From XML
OSM XML files usually appear with the extension .osm
. Since the data is all string-based,
these files can be quite large compared to their PBF or ORC equivalents.
import org.apache.spark._
import scala.util.{Success, Failure}
import vectorpipe._
implicit val sc: SparkContext = new SparkContext(
new SparkConf().setMaster("local[*]").setAppName("xml-example")
)
val path: String = "/some/path/on/your/machine/foo.osm"
osm.fromLocalXML(path) match {
case Failure(e) => { } /* Parsing failed somehow... is the filepath correct? */
case Success((ns,ws,rs)) => { } /* (RDD[(Long, Node)], RDD[(Long, Way)], RDD[(Long, Relation)]) */
}
sc.stop()
From PBF
For the time being, .osm.pbf
files can be used by first converting them to .orc
files using the osm2orc tool, and then following
VectorPipe’s ORC instructions given below.
From ORC
You must first include an extra dependency to the libraryDependencies
list in your build.sbt
:
"org.apache.spark" %% "spark-hive" % "2.2.0"
And then we can read our OSM data in parallel via Spark.
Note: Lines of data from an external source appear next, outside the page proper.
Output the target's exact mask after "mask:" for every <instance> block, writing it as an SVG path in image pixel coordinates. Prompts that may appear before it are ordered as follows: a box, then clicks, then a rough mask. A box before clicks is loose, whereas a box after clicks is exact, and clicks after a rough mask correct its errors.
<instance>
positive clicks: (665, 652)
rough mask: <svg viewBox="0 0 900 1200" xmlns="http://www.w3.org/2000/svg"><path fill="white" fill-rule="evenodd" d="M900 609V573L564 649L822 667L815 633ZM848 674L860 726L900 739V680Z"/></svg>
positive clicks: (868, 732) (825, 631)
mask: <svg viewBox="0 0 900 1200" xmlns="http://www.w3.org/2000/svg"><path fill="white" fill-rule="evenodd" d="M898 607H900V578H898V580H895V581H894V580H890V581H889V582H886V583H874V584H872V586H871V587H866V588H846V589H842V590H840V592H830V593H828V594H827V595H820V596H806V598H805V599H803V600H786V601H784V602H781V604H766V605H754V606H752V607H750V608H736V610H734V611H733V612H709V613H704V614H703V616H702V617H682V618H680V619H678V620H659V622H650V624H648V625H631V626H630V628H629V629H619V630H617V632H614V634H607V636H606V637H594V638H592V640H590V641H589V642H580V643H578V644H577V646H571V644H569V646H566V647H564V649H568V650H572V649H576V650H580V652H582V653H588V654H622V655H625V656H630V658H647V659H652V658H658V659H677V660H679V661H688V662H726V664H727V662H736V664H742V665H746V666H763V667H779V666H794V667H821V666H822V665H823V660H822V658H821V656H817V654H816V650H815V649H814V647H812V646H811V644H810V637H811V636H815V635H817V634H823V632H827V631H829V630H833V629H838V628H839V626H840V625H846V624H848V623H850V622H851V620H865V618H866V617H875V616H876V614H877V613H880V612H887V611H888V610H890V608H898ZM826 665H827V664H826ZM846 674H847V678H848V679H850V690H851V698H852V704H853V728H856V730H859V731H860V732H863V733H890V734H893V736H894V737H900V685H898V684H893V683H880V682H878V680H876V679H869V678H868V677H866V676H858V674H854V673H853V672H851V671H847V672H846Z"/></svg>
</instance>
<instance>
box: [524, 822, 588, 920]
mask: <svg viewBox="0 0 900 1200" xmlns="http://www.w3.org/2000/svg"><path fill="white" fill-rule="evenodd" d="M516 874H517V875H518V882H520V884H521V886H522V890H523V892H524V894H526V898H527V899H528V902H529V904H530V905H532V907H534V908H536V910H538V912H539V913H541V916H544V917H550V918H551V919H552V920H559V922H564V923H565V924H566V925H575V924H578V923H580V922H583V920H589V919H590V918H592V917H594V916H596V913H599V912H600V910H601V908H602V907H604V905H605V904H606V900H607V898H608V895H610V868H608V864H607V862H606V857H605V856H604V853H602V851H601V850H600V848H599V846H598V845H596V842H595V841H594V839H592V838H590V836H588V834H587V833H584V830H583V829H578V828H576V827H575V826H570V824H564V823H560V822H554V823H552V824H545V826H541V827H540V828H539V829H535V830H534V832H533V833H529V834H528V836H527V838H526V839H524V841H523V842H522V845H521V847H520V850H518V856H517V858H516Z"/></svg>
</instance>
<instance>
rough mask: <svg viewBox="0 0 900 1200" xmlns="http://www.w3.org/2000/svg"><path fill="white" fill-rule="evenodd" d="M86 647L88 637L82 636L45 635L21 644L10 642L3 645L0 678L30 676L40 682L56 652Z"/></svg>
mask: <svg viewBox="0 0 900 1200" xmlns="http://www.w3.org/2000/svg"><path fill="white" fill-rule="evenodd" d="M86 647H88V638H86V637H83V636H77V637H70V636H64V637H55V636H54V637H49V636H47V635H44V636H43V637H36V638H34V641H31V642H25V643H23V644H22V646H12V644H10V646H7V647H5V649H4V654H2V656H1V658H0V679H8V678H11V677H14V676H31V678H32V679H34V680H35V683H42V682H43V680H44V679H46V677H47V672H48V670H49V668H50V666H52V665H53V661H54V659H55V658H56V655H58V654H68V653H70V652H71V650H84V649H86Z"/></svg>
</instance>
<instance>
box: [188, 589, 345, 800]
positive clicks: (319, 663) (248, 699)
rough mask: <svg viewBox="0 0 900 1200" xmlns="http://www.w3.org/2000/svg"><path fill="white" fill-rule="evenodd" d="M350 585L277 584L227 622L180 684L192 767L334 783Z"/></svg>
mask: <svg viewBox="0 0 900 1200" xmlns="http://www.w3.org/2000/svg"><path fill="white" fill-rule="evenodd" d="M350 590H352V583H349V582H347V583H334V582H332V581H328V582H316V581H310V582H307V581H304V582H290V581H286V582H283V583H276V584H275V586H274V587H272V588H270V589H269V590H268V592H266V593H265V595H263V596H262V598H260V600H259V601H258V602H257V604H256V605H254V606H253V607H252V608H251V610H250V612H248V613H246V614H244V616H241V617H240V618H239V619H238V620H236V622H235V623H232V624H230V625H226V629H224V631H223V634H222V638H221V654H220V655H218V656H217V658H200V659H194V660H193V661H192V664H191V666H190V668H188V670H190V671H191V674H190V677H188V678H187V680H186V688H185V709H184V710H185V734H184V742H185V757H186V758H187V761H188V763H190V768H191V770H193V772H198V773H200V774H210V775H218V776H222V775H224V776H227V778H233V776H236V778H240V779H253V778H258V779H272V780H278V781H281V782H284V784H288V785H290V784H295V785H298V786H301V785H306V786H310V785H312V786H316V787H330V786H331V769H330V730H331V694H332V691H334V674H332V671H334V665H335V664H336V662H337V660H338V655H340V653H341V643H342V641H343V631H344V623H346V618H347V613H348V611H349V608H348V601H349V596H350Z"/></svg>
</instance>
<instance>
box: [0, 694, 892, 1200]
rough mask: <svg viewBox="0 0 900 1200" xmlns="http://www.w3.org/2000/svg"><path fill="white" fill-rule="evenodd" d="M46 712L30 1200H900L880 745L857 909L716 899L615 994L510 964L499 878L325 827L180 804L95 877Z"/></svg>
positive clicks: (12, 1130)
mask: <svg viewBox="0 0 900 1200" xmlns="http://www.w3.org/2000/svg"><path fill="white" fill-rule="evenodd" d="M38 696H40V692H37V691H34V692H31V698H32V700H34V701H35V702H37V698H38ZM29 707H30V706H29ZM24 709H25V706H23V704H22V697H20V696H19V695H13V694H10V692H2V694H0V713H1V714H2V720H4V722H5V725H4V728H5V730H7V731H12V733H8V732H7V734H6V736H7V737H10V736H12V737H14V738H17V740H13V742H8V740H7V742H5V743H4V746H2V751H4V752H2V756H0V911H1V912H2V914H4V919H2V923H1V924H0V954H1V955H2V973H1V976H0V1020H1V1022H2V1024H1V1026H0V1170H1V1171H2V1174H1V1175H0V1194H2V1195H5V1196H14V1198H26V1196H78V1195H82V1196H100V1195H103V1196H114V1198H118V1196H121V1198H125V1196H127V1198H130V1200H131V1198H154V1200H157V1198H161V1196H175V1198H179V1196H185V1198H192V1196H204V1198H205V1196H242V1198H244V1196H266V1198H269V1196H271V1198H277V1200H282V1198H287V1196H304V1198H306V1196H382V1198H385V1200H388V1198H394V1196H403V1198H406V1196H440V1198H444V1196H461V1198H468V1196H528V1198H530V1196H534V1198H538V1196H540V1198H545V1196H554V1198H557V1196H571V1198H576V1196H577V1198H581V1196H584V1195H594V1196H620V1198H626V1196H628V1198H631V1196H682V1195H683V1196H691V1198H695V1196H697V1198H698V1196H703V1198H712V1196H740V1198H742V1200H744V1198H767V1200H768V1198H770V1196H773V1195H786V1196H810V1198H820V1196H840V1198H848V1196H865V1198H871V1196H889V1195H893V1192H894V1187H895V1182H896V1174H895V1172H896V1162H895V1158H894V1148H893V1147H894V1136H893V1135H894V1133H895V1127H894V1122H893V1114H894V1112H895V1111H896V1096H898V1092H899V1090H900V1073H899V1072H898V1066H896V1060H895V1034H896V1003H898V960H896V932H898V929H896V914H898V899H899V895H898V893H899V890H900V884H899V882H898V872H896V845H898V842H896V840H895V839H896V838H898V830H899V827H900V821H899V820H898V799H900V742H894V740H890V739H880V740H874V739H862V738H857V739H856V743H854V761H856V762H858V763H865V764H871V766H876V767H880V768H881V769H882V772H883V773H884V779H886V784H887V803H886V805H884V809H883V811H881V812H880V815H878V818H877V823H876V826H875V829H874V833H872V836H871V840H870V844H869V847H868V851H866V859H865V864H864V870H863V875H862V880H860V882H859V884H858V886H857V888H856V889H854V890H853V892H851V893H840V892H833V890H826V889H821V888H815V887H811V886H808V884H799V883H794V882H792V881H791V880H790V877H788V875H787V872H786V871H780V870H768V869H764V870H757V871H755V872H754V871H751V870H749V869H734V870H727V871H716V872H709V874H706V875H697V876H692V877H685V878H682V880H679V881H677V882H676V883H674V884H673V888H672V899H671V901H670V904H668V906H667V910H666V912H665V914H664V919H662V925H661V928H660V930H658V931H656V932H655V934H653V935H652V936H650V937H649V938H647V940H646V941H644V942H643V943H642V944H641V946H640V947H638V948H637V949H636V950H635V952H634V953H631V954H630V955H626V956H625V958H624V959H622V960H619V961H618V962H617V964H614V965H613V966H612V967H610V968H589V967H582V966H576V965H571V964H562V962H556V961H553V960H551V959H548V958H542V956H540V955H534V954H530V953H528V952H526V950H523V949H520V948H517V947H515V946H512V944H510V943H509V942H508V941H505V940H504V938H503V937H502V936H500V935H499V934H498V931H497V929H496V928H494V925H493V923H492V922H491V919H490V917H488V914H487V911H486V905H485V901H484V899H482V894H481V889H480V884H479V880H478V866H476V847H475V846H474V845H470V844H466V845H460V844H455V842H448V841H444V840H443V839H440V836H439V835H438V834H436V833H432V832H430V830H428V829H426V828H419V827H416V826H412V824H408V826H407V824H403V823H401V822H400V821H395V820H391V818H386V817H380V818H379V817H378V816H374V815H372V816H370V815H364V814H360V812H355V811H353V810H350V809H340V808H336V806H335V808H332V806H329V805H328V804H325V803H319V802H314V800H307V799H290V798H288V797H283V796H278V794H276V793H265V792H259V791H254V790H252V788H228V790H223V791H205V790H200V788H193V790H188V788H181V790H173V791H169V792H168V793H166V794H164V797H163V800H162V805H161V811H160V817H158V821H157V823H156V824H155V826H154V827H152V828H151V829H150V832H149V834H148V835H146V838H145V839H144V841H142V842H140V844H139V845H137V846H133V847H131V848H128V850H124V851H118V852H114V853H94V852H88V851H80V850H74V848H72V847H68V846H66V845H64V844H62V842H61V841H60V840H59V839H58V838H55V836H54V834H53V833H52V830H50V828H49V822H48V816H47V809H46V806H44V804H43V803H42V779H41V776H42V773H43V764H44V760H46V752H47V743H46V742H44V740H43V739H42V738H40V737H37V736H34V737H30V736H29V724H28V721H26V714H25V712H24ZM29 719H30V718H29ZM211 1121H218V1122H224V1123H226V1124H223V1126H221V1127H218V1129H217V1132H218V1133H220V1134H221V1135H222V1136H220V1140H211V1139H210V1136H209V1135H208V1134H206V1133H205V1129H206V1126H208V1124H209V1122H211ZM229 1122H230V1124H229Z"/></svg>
Notice the use of SparkSession
instead of SparkContext
here:
import org.apache.spark.sql._
import scala.util.{Success, Failure}
import vectorpipe._
implicit val ss: SparkSession =
SparkSession.builder.master("local[*]").appName("orc-example").enableHiveSupport.getOrCreate
val path: String = "s3://bucket/key/foo.orc"
osm.fromORC(path) match {
case Failure(err) => { } /* Does the file exist? Do you have the right AWS credentials? */
case Success((ns,ws,rs)) => { } /* (RDD[(Long, Node)], RDD[(Long, Way)], RDD[(Long, Relation)]) */
}
ss.stop()
This approach will be particularly efficient when run on an EMR cluster, since EMR clusters have privileged access to S3.